A primeira providência seria comprar um vestido que aguentasse uso constante por três meses, um casaco de inverno e uma maleta de mão, sua única companheira de viagem. Junto com o passaporte, os amigos sugeriram que levasse um revólver. Recusou. A única passagem que comprou foi de Nova York para Londres. O resto do itinerário resolveria pelo caminho. Uma vez na Europa, o jornal perguntou aos leitores se ela deveria ir para a Índia, a China ou o Japão. Mas a grande questão do público era quantas mudas de roupa levava na maleta de mão. As aventuras de Nellie Bly pelo mundo não devem nada à ficção de Verne, publicada dezesseis anos antes.
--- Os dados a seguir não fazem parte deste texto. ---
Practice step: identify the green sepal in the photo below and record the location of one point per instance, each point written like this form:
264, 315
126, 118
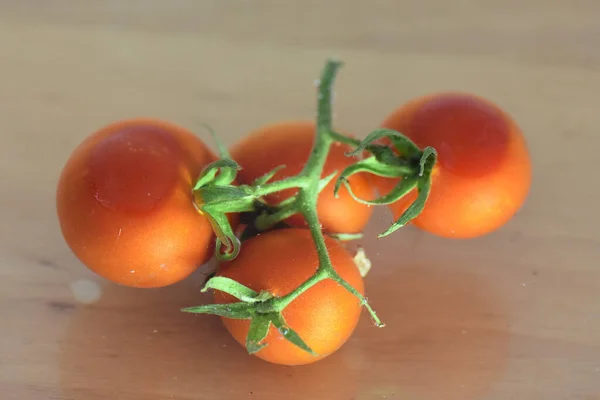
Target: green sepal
403, 144
226, 198
373, 166
229, 286
236, 289
427, 162
261, 180
290, 335
325, 181
239, 310
258, 331
345, 237
228, 171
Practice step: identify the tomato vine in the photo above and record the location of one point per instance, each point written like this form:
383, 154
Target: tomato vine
217, 196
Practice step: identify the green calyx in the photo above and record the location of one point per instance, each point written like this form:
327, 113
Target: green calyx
216, 196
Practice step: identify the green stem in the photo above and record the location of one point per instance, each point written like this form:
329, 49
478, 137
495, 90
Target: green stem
288, 183
265, 222
284, 301
338, 137
308, 194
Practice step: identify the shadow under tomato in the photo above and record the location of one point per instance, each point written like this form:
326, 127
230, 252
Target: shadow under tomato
136, 344
446, 335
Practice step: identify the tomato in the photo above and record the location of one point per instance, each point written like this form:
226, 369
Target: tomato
324, 316
124, 202
483, 174
290, 144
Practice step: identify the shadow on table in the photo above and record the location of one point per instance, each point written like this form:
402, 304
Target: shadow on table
446, 337
136, 344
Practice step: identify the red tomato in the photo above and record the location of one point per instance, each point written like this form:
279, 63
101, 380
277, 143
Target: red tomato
483, 174
290, 144
124, 202
278, 262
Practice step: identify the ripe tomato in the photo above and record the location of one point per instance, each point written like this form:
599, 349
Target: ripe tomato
324, 316
483, 173
124, 202
290, 144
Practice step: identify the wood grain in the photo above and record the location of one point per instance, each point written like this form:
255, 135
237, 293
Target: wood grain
514, 315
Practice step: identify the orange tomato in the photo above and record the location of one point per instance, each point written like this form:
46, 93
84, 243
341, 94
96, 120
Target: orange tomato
324, 316
124, 202
483, 174
290, 144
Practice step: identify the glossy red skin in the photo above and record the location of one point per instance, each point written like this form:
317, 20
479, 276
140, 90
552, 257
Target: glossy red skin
290, 143
125, 206
324, 316
483, 174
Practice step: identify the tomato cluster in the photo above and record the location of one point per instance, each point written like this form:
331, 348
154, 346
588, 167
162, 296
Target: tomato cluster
128, 211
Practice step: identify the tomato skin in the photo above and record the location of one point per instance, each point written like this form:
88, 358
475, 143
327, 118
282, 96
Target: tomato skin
483, 174
324, 316
289, 143
125, 207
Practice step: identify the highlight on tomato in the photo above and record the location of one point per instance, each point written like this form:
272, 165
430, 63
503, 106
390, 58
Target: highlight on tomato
324, 316
483, 172
125, 207
289, 144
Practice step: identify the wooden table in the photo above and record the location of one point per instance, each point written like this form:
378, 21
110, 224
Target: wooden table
513, 315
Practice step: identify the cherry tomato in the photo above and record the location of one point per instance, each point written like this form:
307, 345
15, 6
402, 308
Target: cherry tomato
290, 144
483, 174
124, 202
324, 316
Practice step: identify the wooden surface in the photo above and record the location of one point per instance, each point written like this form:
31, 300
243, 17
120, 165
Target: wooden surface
514, 315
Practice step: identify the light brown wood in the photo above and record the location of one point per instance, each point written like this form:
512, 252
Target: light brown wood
514, 315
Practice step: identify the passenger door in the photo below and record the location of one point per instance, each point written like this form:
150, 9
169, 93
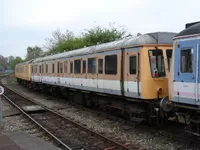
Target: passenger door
132, 84
100, 73
186, 78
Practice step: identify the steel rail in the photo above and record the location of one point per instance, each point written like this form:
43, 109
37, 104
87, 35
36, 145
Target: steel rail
56, 113
33, 120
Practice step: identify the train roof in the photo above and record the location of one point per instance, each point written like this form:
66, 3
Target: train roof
192, 30
149, 38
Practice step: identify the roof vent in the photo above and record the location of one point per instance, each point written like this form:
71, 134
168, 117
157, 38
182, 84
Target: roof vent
191, 24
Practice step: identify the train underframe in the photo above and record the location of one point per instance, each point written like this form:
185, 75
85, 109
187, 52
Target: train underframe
135, 110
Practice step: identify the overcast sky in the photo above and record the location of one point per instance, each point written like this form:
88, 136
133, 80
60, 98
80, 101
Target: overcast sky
26, 23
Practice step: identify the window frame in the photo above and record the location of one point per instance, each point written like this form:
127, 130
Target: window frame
71, 67
192, 51
136, 64
105, 71
150, 63
168, 59
88, 70
79, 71
65, 66
53, 68
84, 61
47, 68
102, 65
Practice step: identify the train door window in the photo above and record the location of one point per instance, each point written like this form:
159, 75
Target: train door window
60, 67
65, 66
77, 66
36, 69
100, 66
186, 60
84, 66
40, 68
111, 64
132, 64
157, 63
91, 65
52, 68
43, 68
47, 68
58, 64
71, 67
169, 56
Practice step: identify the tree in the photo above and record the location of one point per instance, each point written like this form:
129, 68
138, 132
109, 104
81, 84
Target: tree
57, 39
97, 35
33, 52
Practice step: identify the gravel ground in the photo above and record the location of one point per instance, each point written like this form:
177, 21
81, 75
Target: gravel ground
18, 123
109, 128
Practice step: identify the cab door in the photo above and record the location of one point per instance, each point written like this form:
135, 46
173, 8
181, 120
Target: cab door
186, 78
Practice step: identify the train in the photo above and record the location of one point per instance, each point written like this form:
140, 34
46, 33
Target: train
153, 76
184, 78
128, 76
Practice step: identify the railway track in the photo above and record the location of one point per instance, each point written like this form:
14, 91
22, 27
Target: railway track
65, 133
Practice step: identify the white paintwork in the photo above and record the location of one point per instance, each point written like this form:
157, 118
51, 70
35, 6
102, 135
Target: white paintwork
1, 90
92, 83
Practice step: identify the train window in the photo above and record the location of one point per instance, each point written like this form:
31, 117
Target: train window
77, 66
91, 65
58, 71
40, 69
132, 64
100, 66
84, 67
35, 68
71, 67
43, 68
47, 68
169, 56
65, 66
52, 68
157, 63
186, 60
111, 64
60, 67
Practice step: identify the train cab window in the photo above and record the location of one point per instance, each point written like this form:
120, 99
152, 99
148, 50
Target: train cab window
84, 66
77, 66
65, 66
47, 68
157, 63
111, 64
169, 56
91, 65
186, 61
52, 68
71, 67
132, 64
100, 66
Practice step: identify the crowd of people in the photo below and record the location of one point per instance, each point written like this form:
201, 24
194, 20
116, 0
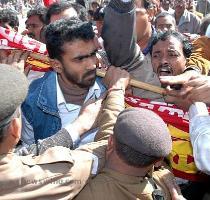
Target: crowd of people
66, 133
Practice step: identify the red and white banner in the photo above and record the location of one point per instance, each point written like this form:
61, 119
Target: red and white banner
13, 40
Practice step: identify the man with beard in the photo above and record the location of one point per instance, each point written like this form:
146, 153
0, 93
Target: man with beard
54, 101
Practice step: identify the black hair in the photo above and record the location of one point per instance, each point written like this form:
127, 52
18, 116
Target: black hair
99, 14
9, 16
164, 14
148, 4
66, 30
204, 24
40, 11
187, 46
58, 7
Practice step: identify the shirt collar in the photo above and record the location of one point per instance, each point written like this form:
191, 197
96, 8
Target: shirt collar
94, 92
60, 97
147, 49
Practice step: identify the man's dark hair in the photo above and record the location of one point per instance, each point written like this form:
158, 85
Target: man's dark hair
40, 11
99, 14
164, 14
58, 7
204, 24
66, 30
148, 4
132, 157
10, 17
187, 46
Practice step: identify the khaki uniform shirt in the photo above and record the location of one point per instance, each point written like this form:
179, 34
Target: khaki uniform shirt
111, 185
59, 173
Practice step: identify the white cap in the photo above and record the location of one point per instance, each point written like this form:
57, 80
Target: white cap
207, 34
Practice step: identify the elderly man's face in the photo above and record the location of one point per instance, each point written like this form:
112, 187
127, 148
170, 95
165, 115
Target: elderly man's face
180, 6
34, 26
168, 57
165, 23
68, 13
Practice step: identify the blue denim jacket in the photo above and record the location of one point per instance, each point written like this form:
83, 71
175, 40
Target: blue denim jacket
40, 106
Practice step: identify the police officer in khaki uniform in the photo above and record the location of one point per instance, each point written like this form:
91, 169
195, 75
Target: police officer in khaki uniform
58, 173
140, 140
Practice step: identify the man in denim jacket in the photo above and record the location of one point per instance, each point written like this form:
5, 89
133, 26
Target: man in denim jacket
54, 101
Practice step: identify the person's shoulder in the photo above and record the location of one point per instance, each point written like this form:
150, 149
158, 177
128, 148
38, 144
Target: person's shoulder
50, 156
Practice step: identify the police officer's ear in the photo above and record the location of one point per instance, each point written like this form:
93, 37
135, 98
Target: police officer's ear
56, 65
15, 129
13, 133
110, 146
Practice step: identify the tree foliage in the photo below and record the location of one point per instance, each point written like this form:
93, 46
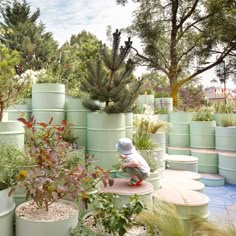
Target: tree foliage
110, 79
178, 36
10, 87
73, 58
23, 33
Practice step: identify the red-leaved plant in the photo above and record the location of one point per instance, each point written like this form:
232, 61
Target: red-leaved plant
54, 177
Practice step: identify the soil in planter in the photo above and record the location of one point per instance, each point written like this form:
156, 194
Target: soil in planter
90, 224
60, 210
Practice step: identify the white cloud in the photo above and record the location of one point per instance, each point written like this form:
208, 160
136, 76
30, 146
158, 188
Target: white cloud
66, 17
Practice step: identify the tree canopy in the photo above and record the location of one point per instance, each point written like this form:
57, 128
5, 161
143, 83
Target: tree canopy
23, 32
180, 37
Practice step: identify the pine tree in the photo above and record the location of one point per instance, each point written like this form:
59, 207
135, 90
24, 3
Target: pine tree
23, 33
110, 78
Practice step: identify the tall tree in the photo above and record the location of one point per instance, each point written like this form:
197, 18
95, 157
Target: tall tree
73, 58
25, 34
178, 36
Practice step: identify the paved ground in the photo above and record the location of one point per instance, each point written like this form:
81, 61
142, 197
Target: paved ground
222, 205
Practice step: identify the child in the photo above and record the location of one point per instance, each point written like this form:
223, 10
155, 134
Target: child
134, 164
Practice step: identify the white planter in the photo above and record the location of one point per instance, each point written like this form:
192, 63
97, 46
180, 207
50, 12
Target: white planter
7, 206
31, 227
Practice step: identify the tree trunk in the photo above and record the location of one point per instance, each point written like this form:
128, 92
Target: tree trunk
174, 90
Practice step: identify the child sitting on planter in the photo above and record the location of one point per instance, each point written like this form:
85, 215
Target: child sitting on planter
134, 164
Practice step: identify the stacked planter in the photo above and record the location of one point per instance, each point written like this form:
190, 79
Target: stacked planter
225, 138
7, 207
179, 135
164, 104
76, 114
48, 100
103, 132
145, 100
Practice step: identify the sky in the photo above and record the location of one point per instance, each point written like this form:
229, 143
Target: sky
66, 17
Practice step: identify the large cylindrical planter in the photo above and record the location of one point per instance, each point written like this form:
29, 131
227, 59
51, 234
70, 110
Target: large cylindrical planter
76, 114
124, 191
159, 138
179, 135
207, 160
179, 151
48, 100
182, 162
225, 138
103, 132
7, 206
12, 132
29, 227
202, 134
19, 111
129, 125
227, 166
147, 100
164, 104
45, 115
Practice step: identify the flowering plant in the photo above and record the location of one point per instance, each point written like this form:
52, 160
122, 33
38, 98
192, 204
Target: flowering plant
52, 178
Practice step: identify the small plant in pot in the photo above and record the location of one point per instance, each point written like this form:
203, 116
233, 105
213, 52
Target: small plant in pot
108, 219
53, 184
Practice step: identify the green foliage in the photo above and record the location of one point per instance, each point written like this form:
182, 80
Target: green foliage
165, 220
73, 60
116, 220
12, 160
10, 84
23, 33
204, 114
224, 107
47, 76
110, 79
50, 180
143, 142
177, 36
228, 120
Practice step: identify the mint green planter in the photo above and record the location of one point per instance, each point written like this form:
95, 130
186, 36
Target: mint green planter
19, 111
48, 100
202, 134
144, 100
48, 96
227, 166
103, 132
76, 114
178, 151
45, 115
7, 206
124, 191
129, 125
179, 135
164, 103
182, 162
207, 160
12, 132
225, 138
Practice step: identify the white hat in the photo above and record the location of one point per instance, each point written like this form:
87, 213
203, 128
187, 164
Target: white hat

Embora não falte etnocentrismo nos relatos (há uma implicância particular com os chineses), é tocante seu desejo de não se limitar aos pontos turísticos dos países por onde passou, visitando, por exemplo, uma deprimente vila de leprosos em Cantão.


Na volta, Bly deu um tempo no jornalismo. Publicou suas reportagens em livro, escreveu uma obra de ficção (que não fez nem de longe o mesmo sucesso) e casou-se com o milionário mais velho que, tomado de ciúme, mandou um detetive particular segui-la a uma convenção de sufragistas em Washington. Quando ele morreu, em 1904, deixou tudo para ela, mas as empresas faliram seis anos depois, devido a fraudes cometidas por conselheiros a quem a viúva confiou as finanças enquanto tentava melhorar as condições dos funcionários e desenvolver nada menos do que 25 novas patentes. Na época, era a única mulher a liderar uma indústria no país.


Não foi de todo ruim: pouco antes de morrer de pneumonia em 1922, a falência a obrigou a voltar a campo a tempo de marcar novamente seu nome. Trabalhando no front para Hearst, Nellie Bly foi reconhecida por muitos como a primeira mulher correspondente de guerra da história.